September 10, 2014
Burdens of Treatment Offset Benefit in SomeAnn Arbor, MI—The current approach of broadly advocating intensive glycemic control is being called into question by a new study that suggests that treatment of diabetes patients with HbA1c levels less than 9% should be individualized and should take into consideration the burdens of treatment.
The study by researchers from the Veterans Affairs (VA) Ann Arbor, MI, Healthcare System, the University of Michigan Health System, and University College in London was published in the August issue of JAMA Internal Medicine.
The researchers suggest, for example, that, especially for patients older than 50 with type 2 diabetes, side effects such as weight gain or the burden of frequent insulin shots might outweigh the benefits of treatments.
While current guidelines for type 2 diabetes recommend intensifying treatment until the patient’s hemoglobin A1c drops to a certain level, the researchers argued that the overall benefit from treatment may have as much or more to do with safety, side effects, and inconvenience than blood sugar.
“For people with type 2 diabetes, the goal of managing blood sugar levels is to prevent associated diabetes complications, such as kidney, eye and heart disease, but it is essential to balance complication risks and treatment burdens when deciding how aggressively to treat blood sugars,” explained lead author Sandeep Vijan, MD, MS, a research scientist at the Center for Clinical Management Research at the VA Ann Arbor Healthcare System and a professor at the University of Michigan Medical School.
“If you’re a patient with fairly low complication risks but are experiencing symptoms from low blood sugar, gaining weight or find frequent insulin shots to be disruptive to your daily life, then the drugs are doing more harm than good. Prescribing medicine isn’t just about reducing risks of complications, but also about helping patients improve their quality of life,” Vijan added.
He pointed out that, for many patients, little additional benefit accrues after moderate levels of glucose control are achieved, yet treatment costs, risks and hassles continue to increase.

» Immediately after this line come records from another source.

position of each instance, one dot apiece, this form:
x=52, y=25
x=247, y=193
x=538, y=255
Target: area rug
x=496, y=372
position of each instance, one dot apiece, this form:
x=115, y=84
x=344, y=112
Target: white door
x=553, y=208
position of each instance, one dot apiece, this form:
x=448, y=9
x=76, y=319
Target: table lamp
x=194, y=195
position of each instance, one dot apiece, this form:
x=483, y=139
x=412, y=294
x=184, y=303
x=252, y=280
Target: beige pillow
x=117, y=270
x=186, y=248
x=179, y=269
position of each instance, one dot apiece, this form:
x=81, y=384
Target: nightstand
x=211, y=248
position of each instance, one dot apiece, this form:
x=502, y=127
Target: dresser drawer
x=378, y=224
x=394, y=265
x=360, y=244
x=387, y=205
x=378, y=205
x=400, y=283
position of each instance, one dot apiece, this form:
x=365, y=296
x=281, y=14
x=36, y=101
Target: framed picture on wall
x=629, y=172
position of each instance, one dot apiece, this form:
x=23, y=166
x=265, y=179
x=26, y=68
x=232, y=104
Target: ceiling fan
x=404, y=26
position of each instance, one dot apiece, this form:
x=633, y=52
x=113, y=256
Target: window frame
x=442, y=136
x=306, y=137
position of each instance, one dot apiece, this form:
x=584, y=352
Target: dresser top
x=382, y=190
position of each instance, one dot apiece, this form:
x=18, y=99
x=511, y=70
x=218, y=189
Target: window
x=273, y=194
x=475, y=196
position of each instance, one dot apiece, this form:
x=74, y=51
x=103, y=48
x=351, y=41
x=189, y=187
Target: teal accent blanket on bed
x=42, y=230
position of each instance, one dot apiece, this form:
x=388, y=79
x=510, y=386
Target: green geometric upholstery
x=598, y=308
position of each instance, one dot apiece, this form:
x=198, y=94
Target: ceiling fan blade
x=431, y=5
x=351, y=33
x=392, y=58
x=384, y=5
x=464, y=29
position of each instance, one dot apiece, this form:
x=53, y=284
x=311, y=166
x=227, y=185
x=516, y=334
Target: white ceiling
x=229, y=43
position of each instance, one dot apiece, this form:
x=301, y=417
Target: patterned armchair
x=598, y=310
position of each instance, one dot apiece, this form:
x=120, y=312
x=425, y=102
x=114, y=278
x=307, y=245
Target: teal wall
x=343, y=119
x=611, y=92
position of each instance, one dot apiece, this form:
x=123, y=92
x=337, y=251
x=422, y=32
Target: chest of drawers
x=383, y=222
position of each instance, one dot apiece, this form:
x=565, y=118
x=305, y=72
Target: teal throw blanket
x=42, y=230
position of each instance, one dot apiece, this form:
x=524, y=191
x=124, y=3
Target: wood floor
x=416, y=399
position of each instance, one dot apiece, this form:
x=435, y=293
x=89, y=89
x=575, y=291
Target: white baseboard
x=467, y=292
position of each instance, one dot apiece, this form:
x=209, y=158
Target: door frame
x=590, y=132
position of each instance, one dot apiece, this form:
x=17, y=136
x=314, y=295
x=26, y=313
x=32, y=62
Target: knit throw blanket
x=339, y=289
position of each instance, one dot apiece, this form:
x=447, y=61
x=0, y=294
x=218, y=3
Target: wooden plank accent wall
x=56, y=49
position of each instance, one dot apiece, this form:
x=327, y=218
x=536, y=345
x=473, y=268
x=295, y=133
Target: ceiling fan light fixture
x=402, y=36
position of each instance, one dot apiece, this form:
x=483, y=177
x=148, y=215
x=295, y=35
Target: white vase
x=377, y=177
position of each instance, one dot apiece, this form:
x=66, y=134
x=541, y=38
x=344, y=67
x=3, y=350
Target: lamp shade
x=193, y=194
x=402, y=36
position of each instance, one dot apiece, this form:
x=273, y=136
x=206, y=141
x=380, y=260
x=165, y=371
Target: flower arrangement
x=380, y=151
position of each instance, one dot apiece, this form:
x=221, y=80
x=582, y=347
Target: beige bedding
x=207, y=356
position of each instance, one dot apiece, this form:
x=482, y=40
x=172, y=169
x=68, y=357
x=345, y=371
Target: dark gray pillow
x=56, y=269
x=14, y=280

The study found that, assuming a low treatment burden (0.001, or 0.4 lost days per year), treatment that lowered HbA1c level by 1% provided benefits ranging from 0.77 to 0.91 quality-adjusted life years (QALYs) for simulated patients who received a diagnosis at age 45 years compared to 0.08 to 0.10 QALYs for those who received a diagnosis at age 75 years.
The study, which excluded the 15% to 20% of type 2 diabetes patients with very high blood sugar levels who require intensive treatment, found that the benefits of treatment decline with age and, by 75, the harms of most treatments are likely to outweigh any benefits.
“Improving glycemic control can provide substantial benefits, especially for younger patients; however, for most patients older than 50 years with an HbA1c level less than 9% receiving metformin therapy, additional glycemic treatment usually offers at most modest benefits,” according to the researchers.
The authors recommend that, instead of focusing only on glucose goals, a better approach for healthcare providers would be to individualize treatment based on patients’ estimated risk of diabetes complications—taking into account their ages and degree of blood glucose elevation—as well as the side effects and amount of safety data of the medication being considered.
This wasn’t the first study to challenge “treat-to-target” guidelines, which are widely used in medicine. Hypertension guidelines were significantly changed last year after research concluded the risks outweighed benefits of drugs intended to achieve specific blood pressure goals in some patients. Similar recommendations also have been implemented for lipid lowering therapy, the study pointed out.